4. Render, ’They pluck salt-wort’ (a plant sometimes eaten by the abjectly poor) ’among the bushes, and the roots of the white broom to warm them.’ This broom is a distinctive shrub of the southern desert hills: cp. 1 Kings 19:4; RM.

7. Render, ’They snore under bushes and huddle under thorny shrubs.’

8b. RY ’They were scourged out of the land.’

9-14. A description of a poor old man mobbed and worried by the rabble. Or possibly 11-15 refers to God as assailing him with troops of afflictions. The Heb. is very obscure.

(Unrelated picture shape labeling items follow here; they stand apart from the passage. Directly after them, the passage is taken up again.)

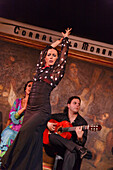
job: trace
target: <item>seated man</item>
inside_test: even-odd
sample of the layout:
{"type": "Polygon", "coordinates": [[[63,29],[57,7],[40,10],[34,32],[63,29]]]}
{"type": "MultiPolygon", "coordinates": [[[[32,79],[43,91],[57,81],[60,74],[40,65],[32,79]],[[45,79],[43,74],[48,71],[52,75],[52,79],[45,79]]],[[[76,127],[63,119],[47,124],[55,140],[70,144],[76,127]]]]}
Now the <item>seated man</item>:
{"type": "MultiPolygon", "coordinates": [[[[85,119],[80,116],[81,99],[78,96],[72,96],[67,102],[67,107],[64,113],[53,114],[51,119],[58,122],[64,120],[70,122],[73,126],[77,126],[75,131],[72,132],[71,139],[66,139],[56,133],[49,135],[49,145],[44,145],[45,150],[51,156],[58,154],[63,157],[62,170],[80,170],[82,158],[87,154],[87,149],[84,145],[87,140],[87,130],[82,130],[82,125],[87,125],[85,119]]],[[[48,129],[52,132],[55,131],[57,123],[47,123],[48,129]]]]}

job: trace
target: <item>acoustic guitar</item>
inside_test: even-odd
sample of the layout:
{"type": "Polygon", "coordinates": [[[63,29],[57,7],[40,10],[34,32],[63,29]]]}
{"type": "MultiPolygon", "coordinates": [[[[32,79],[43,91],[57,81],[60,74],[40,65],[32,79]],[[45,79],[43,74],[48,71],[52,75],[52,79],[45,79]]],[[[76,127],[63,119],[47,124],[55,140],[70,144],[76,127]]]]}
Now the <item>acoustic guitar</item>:
{"type": "MultiPolygon", "coordinates": [[[[45,129],[43,132],[43,143],[44,144],[49,144],[49,134],[51,133],[57,133],[63,138],[70,139],[72,134],[72,131],[75,131],[76,127],[78,126],[72,126],[72,124],[66,120],[62,122],[58,122],[54,119],[50,119],[49,122],[51,123],[57,123],[55,126],[55,131],[51,132],[49,129],[45,129]]],[[[82,130],[91,130],[91,131],[100,131],[102,129],[101,125],[82,125],[82,130]]]]}

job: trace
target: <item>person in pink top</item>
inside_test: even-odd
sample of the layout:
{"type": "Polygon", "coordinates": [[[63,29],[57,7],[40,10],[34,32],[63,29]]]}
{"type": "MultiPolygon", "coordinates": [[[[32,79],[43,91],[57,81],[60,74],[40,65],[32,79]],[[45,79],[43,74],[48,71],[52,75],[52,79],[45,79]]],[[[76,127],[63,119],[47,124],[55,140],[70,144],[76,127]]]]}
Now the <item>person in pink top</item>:
{"type": "Polygon", "coordinates": [[[23,117],[26,110],[32,83],[33,83],[32,81],[28,81],[25,84],[24,87],[25,97],[18,98],[14,101],[14,104],[9,113],[8,120],[10,120],[10,123],[1,133],[0,157],[2,157],[6,153],[6,151],[8,150],[9,146],[13,143],[14,139],[17,136],[17,133],[19,132],[22,126],[23,117]]]}

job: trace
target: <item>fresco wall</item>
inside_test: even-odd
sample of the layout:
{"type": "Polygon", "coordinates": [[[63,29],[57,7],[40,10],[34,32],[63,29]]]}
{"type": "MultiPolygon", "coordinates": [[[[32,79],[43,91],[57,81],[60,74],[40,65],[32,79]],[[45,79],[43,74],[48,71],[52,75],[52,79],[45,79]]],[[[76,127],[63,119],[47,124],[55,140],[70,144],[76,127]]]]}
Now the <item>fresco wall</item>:
{"type": "MultiPolygon", "coordinates": [[[[32,79],[40,51],[0,40],[0,111],[3,127],[14,100],[24,95],[24,84],[32,79]]],[[[80,114],[88,124],[102,130],[89,131],[86,146],[93,159],[84,159],[81,170],[113,169],[113,69],[76,58],[68,58],[66,74],[51,93],[52,114],[63,112],[72,95],[81,97],[80,114]]]]}

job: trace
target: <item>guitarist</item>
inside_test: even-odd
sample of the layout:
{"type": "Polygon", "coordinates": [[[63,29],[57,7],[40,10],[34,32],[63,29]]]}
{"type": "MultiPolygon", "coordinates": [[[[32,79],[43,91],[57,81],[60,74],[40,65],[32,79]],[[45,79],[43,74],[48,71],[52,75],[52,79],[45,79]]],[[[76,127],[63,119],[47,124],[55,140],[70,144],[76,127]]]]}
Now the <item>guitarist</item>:
{"type": "MultiPolygon", "coordinates": [[[[70,140],[61,137],[56,133],[49,135],[49,145],[45,146],[45,150],[49,150],[49,154],[58,154],[63,157],[62,170],[80,170],[82,158],[87,154],[84,145],[87,140],[87,130],[82,130],[82,125],[87,125],[86,120],[79,114],[81,99],[78,96],[72,96],[68,99],[67,107],[64,113],[52,114],[51,119],[58,122],[68,121],[76,130],[72,132],[70,140]]],[[[55,130],[56,123],[47,123],[48,129],[52,132],[55,130]]]]}

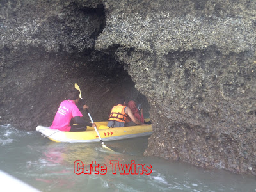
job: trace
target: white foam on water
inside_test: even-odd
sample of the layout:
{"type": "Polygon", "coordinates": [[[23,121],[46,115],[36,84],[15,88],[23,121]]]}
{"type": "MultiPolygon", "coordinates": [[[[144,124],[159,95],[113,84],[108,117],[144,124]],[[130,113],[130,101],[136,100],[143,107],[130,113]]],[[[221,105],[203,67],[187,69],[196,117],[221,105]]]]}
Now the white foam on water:
{"type": "Polygon", "coordinates": [[[12,143],[13,140],[14,140],[12,139],[6,139],[6,140],[0,139],[0,144],[3,145],[8,145],[9,143],[12,143]]]}

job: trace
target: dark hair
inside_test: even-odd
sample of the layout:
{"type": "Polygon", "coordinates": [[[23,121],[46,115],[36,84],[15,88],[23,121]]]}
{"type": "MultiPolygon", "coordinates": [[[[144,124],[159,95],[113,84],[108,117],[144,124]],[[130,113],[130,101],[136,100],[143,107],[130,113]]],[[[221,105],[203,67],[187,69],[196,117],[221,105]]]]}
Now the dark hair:
{"type": "Polygon", "coordinates": [[[76,100],[77,97],[79,97],[80,92],[77,89],[72,88],[68,92],[68,99],[76,100]]]}
{"type": "Polygon", "coordinates": [[[124,97],[119,97],[117,99],[117,104],[123,105],[124,103],[125,102],[125,99],[124,97]]]}

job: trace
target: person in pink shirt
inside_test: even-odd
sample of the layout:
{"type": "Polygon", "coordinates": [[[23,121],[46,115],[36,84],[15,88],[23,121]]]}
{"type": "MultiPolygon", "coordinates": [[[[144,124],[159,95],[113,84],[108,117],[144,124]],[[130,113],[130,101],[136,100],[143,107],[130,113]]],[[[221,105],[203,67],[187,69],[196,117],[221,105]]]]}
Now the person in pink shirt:
{"type": "MultiPolygon", "coordinates": [[[[79,91],[72,88],[68,93],[68,100],[60,104],[55,115],[54,120],[50,127],[52,129],[61,131],[85,131],[86,126],[95,127],[95,123],[92,124],[85,121],[83,115],[78,109],[77,104],[80,100],[79,91]],[[73,122],[76,124],[73,124],[73,122]]],[[[86,105],[83,106],[84,110],[88,108],[86,105]]]]}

11. RV renders, ’For he hath loosed his cord, and afflicted me, and they have cast off the bridle before me.’ RM gives another reading, ’my cord (or bowstring).’ Perhaps ’loosed my bowstring’ is the best of these alternatives: cp. Job 29:20. Conder suggests,’ For they spy the (tent) door and insult me, and stretch out a headstall before my face.’ This was an insult and one which is still customary. The headstall means that the man is regarded as an ass.

12. Conder suggests, ’The brood (of boys) stand upon my right hand (an insult, for the place of honour was on the right hand). They trip up my feet and jostle me on the dangerous paths.’ They no longer make room for him. The last clause is more usually regarded as a metaphor from a siege; so RV ’And they cast up against me their ways of destruction.’

13. They have no helper] Perhaps we should read, ’There is none to check them.’

15. My soul] RV ’my honour.’

16-31. Job laments his misery of mind and body, and the severity of God.

17. Are pierced] by acute pain. Sinews] render, ’gnawing pains.’

18. Changed] lit. ’disfigured.’ His complaint causes painful changes in his appearance.

20. Regardest me not] rather, ’lookest at me,’ with indifference to his sufferings.

22. Figurative of the storm of God’s anger. Dissolvest my substance] RV’ dissolvest me in the tempest.’

23. House appointed] RM ’house of meeting.’ Job is convinced that his sufferings can only end in death.

24. Render, ’Doth not a sinking man stretch out his hand, and cry out in his calamity?’

27a. Figurative of his agitated condition.

27b. Prevented me] RV ’are come upon me.’

28a. RM ’I go blackened, but not by the sun’; the result perhaps of his disease: see Job 30:30.

28b. RV ’I stand up in the assembly and cry for help.’

29. Dragons] RV ’jackals.’

Owls] lit. ’daughters of screeching.’ These are animals associated with desolate places: cp. Isaiah 13:21, Isaiah 13:22.

3oa. RV ’My skin is black, and falleth from.me.’

31. Organ] RV ’pipe.’ Job’s happiness is turned to sorrow.